Our everyday activities such as streaming, storing information, or meeting online, contribute to the increased demand. But AI, especially when it comes to the immense computational load of machine learning and deep learning, is the biggest driver yet.
The International Energy Agency (IEA) projects that data center energy consumption will double by 2026 – a trend that also means climate implications. So, what’s the solution? Beyond powering data centers with renewable energy sources, which tech giants claim to be working towards, another innovative approach is gaining traction: maximizing energy efficiency with immersion cooling.

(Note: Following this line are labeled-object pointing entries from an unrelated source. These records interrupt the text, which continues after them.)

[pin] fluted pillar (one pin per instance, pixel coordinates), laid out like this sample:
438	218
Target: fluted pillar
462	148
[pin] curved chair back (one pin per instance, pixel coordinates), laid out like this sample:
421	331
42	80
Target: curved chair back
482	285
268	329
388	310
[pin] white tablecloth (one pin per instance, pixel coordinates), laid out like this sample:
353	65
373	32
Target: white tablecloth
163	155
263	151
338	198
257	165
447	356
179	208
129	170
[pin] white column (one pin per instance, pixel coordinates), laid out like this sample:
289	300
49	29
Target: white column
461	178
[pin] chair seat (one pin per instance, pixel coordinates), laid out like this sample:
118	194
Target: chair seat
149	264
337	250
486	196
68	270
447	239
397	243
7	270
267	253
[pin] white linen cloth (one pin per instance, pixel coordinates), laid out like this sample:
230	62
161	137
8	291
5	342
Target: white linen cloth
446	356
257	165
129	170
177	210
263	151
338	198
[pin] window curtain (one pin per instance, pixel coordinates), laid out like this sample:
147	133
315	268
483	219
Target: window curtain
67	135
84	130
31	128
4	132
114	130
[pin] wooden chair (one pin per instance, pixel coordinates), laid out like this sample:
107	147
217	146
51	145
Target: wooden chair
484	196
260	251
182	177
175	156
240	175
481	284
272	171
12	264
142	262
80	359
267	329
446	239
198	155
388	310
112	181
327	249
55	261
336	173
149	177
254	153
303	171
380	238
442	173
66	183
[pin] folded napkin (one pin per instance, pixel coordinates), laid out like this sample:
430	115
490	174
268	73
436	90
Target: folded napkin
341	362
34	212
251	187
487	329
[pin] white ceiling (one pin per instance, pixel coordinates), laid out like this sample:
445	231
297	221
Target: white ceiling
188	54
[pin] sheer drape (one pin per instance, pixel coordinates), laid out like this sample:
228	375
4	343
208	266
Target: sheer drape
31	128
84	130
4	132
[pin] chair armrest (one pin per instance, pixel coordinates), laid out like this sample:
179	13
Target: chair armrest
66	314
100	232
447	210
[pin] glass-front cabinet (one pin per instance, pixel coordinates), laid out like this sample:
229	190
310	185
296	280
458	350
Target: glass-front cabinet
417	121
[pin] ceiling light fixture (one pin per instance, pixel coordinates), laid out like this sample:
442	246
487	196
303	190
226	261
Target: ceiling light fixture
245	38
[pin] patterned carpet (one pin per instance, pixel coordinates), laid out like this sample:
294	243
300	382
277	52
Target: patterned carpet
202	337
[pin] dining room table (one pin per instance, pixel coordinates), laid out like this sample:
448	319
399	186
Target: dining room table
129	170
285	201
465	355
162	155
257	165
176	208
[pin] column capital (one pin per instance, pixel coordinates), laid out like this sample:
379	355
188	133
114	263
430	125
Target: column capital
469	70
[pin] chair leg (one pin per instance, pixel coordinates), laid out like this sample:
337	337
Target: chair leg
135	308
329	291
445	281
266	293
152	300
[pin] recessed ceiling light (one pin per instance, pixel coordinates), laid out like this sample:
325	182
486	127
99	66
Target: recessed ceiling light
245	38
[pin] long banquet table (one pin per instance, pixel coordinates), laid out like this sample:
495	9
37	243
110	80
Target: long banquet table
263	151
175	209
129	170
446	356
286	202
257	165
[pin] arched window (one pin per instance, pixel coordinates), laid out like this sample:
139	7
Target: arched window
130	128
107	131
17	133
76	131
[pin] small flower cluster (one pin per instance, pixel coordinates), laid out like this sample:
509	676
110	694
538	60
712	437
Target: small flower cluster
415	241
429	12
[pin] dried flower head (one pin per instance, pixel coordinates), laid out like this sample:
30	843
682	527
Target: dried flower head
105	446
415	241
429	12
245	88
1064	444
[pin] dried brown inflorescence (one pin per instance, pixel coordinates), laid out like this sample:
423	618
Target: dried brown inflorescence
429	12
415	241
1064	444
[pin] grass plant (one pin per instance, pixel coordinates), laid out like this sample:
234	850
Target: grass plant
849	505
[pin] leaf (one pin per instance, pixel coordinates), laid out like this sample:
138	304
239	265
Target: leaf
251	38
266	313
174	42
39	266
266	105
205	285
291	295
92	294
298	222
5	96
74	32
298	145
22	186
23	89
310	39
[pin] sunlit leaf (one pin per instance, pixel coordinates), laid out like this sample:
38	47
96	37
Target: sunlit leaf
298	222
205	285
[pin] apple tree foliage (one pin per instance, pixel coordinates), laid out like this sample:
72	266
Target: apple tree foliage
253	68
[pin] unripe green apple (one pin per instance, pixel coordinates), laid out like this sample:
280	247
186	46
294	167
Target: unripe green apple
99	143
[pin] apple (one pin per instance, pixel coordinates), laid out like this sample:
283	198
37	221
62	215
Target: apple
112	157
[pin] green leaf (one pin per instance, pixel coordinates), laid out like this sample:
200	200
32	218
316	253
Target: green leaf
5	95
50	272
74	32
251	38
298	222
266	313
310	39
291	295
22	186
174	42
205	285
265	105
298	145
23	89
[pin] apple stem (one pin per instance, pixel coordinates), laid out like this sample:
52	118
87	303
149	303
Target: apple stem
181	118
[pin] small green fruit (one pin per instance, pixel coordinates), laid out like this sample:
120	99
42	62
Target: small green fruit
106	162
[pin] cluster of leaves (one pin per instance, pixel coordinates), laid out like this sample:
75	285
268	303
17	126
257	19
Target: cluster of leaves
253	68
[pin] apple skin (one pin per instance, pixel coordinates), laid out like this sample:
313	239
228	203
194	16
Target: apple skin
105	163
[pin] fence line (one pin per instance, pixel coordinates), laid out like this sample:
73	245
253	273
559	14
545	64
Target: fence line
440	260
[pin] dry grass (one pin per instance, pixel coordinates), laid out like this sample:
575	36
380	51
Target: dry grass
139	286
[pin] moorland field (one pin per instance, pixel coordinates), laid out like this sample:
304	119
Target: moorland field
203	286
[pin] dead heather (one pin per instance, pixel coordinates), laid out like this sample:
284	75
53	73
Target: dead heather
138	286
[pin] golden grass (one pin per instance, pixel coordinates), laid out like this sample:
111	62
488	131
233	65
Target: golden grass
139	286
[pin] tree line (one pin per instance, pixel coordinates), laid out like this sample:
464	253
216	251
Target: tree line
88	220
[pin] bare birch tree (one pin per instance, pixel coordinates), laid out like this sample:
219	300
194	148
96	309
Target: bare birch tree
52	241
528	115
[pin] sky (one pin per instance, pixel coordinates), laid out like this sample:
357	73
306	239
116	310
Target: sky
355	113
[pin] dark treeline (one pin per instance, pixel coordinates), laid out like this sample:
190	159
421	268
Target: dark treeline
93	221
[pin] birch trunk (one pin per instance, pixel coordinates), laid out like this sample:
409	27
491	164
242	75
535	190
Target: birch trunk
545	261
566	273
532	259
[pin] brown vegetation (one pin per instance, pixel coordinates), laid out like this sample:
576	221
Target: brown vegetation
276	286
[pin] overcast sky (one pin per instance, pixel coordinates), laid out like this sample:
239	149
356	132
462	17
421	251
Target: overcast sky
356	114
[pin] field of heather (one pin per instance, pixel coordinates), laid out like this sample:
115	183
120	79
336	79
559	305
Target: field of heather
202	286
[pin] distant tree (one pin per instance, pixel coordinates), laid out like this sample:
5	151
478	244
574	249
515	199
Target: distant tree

The sheer volume of data processed and stored by AI systems, especially those driven by latest GPUs, requires exceptional power and cooling solutions to maintain performance and reliability. Traditional air-cooling systems, while effective, are limited in their ability to handle the extreme heat generated by high-performance computing (HPC) setups. Enter immersion cooling, an innovative and space-efficient solution poised to redefine data center cooling in the AI age.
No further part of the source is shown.